How often were you selling that 2-5 lbs?

Were selling at least 5000-10,000 grams of finished/packaged dabs/carts every day. We are in over 250 stores in oregon right now and that number increases daily.

I dont know any brands that move that much solventless on a daily basis, most the stores we talk to would only buy 5-10% of solventless vs bho.

12 Likes

That’s because of the price. Everyone wants $8 grams of hash rosin. I promise you that

1 Like

yeah but 8 dollar grams of rosin is far less profitable than $5 grams of BHO. its hard to justify any business model with 3-6% yields vs 12-25% yields.

At that rate you need to sell rosin at 4 times the cost of BHO, or pay 1/4 the cost of input material for rosin biomass which isnt going to happen. especially at volume an d a consistent volume.

18 Likes

Rosin biomass generally also needs to be better quality than bho biomass

12 Likes

Isn’t that wet vs dry weight? I still think the yield is more with bho, but I was under the impression the yield percentages for rosin were from fresh frozen weight.

2 Likes

Correct. that yield is fresh frozen vs cured.

Im not sure many people are using cured trim to make their rosin so i was comparing fresh frozen to cured trim/flower.

exactly my point. hard to justify a higher priced lower yielding product over a high yielding low cost material like cured trim/flower.

4 Likes

Now this is where my maths gets all wonky, but doesn’t 3-6% wet equate to 12-24% yields if the material was dried?

Not disputing anything else, just thought those numbers we approximately the same.

2 Likes

Some people get by on trim runs some people make nug runs

40-300 dollars for fresh frozen
10-50 for trim

4 Likes

yeah they equate to be about the same if the fresh frozen was dried… still a little less yield on fresh frozen but lets say they are 100% equal.

You buy biomass by the lb so say you buy 100lb of fresh frozen for $35/lb and only get 5% yields.

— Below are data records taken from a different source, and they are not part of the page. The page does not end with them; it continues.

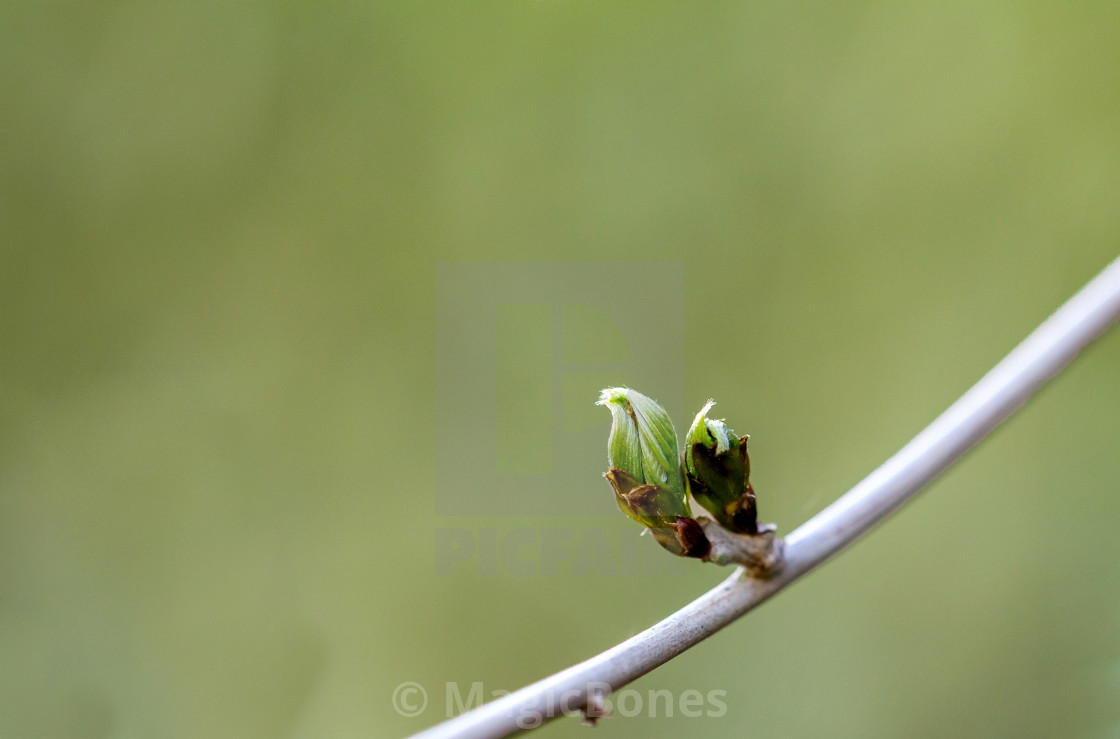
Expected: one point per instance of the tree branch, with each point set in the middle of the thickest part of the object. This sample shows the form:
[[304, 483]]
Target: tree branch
[[998, 394]]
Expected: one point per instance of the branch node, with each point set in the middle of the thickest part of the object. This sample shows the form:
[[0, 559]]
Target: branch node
[[761, 554]]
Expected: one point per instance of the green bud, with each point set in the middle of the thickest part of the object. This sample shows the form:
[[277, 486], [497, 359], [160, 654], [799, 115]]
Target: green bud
[[718, 473], [645, 471]]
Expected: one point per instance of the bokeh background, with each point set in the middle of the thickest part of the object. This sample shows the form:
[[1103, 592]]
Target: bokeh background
[[220, 227]]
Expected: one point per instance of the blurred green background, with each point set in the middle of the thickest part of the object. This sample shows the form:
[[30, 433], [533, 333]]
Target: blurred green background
[[220, 225]]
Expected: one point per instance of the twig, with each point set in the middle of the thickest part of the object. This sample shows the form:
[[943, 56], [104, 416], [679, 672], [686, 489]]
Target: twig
[[998, 394]]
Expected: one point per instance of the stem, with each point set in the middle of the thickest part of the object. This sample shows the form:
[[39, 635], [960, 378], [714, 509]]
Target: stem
[[998, 394]]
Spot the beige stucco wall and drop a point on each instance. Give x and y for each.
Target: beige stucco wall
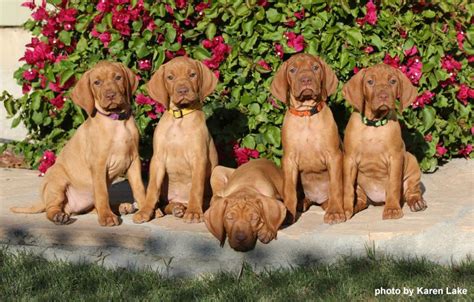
(12, 40)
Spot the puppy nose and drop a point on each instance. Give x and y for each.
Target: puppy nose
(182, 90)
(240, 236)
(306, 80)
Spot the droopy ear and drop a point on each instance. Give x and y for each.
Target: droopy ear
(82, 94)
(131, 78)
(406, 91)
(208, 81)
(274, 212)
(214, 218)
(156, 87)
(219, 178)
(279, 87)
(330, 80)
(353, 91)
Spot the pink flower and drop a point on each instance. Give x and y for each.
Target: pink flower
(429, 137)
(295, 41)
(300, 15)
(243, 155)
(465, 151)
(144, 64)
(371, 15)
(423, 99)
(464, 94)
(264, 65)
(440, 150)
(48, 159)
(279, 50)
(450, 64)
(30, 74)
(411, 52)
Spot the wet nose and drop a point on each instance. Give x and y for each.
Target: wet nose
(240, 236)
(182, 90)
(306, 80)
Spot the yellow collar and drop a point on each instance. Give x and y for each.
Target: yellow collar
(179, 113)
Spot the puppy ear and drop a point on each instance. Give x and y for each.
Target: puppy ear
(82, 94)
(330, 81)
(406, 91)
(279, 87)
(274, 212)
(353, 91)
(156, 87)
(214, 218)
(219, 178)
(208, 81)
(131, 79)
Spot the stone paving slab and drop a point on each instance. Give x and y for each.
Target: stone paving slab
(444, 233)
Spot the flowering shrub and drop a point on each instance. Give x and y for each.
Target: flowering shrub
(244, 43)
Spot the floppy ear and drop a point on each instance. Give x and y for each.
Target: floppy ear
(82, 93)
(156, 87)
(274, 212)
(279, 86)
(131, 77)
(353, 90)
(219, 178)
(214, 218)
(406, 91)
(330, 81)
(208, 81)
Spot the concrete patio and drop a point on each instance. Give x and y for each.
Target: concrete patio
(444, 233)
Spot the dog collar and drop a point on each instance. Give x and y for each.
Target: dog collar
(374, 123)
(117, 116)
(179, 113)
(310, 112)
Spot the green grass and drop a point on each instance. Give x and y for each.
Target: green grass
(27, 277)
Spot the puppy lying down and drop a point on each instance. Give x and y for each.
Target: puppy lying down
(246, 204)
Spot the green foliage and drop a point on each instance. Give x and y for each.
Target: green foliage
(241, 109)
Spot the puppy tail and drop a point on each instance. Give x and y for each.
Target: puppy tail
(37, 208)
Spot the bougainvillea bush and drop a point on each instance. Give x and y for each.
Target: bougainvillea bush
(244, 43)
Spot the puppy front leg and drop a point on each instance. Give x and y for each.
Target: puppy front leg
(101, 196)
(290, 177)
(194, 211)
(392, 209)
(335, 212)
(157, 174)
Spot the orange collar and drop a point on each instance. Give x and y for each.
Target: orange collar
(310, 112)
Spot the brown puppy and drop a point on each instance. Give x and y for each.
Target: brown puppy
(246, 204)
(102, 148)
(184, 152)
(311, 144)
(376, 164)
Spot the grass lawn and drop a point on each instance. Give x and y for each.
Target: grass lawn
(27, 277)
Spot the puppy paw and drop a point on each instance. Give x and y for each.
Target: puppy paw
(334, 217)
(416, 204)
(61, 218)
(126, 208)
(392, 213)
(109, 219)
(193, 216)
(142, 216)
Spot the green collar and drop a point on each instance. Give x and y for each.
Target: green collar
(374, 123)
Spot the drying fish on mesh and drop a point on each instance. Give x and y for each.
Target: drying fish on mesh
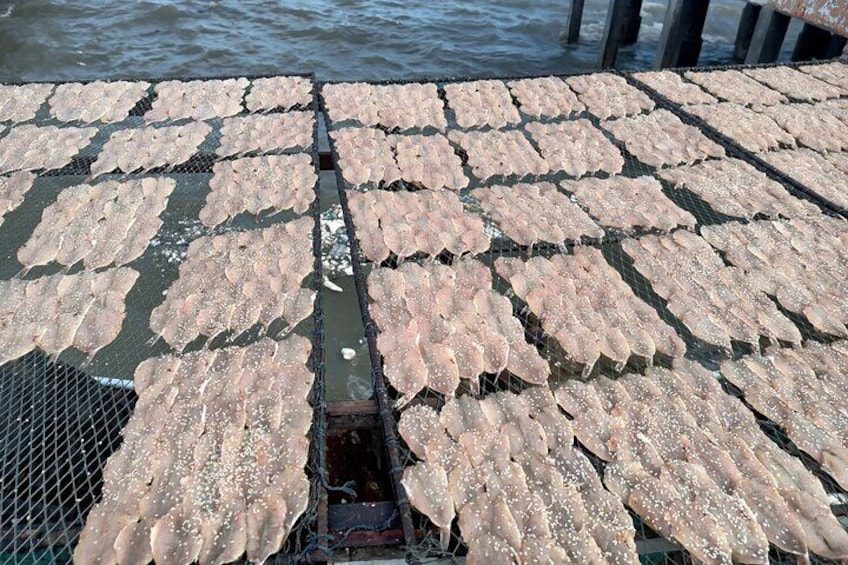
(266, 133)
(821, 131)
(733, 86)
(212, 461)
(150, 147)
(110, 223)
(547, 97)
(256, 184)
(609, 96)
(795, 84)
(84, 311)
(809, 404)
(13, 188)
(695, 466)
(660, 138)
(29, 147)
(532, 213)
(588, 308)
(96, 101)
(814, 171)
(735, 188)
(282, 93)
(717, 303)
(672, 86)
(626, 203)
(197, 99)
(576, 147)
(482, 103)
(754, 132)
(804, 263)
(19, 103)
(442, 324)
(499, 153)
(393, 106)
(257, 279)
(406, 223)
(506, 466)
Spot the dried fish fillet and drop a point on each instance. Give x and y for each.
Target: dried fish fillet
(440, 324)
(258, 278)
(588, 308)
(754, 132)
(717, 303)
(734, 86)
(547, 97)
(266, 133)
(256, 184)
(531, 213)
(282, 93)
(672, 86)
(693, 463)
(54, 313)
(660, 138)
(29, 147)
(735, 188)
(405, 223)
(576, 147)
(109, 223)
(96, 101)
(482, 103)
(626, 203)
(150, 147)
(507, 467)
(208, 470)
(609, 96)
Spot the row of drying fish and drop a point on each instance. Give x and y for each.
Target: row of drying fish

Now cured trim/flower is actually usually less expensive than FF but for fun lets say its the same cost. $35 but you yield 12-25%. you will get 2-5x the volume out of the same priced biomass which equates to a lot more volume produced per day.

Then to take it a step further talk about machine time and when you run FF vs cured you get way more product out per day when you are getting 12%+ yields vs 5% yields.

So would you rather have your equipment making 12-25% yields every run or would you rather have 5% yields on a good day.

100lbs a day at 5% yield=25lbs a week produced.
100lbs a day 12-25% yield =60-125lbs a week produced.

Thats why rosin and fresh frozen are not the best choices when your business plan is high volume low at costs.

8 Likes

So your able to buy dry flower good for $35 a lb???

2 Likes

Yeah, 20-30 bucks is trim, flower is usually around 30-45 right now.

3 Likes

What does $30-40 lbs look like?? We are talking thc flower right?? That’s the cheapest I’ve ever heard in my life.

4 Likes

Photo is posted in italics

5 Likes

This was $35 a lb.

I think it tested around 20% so it was not viable to sell as flower since Oregon flower market is so competitive. You pretty much have to have 27% or higher to sell you buds.

Here’s some more small buds we have gotten


19 Likes

Crazy that goes for $35 a lb. This industry is in a weird downward spiral

14 Likes

Right!! its a GREAT time to be a processor though!!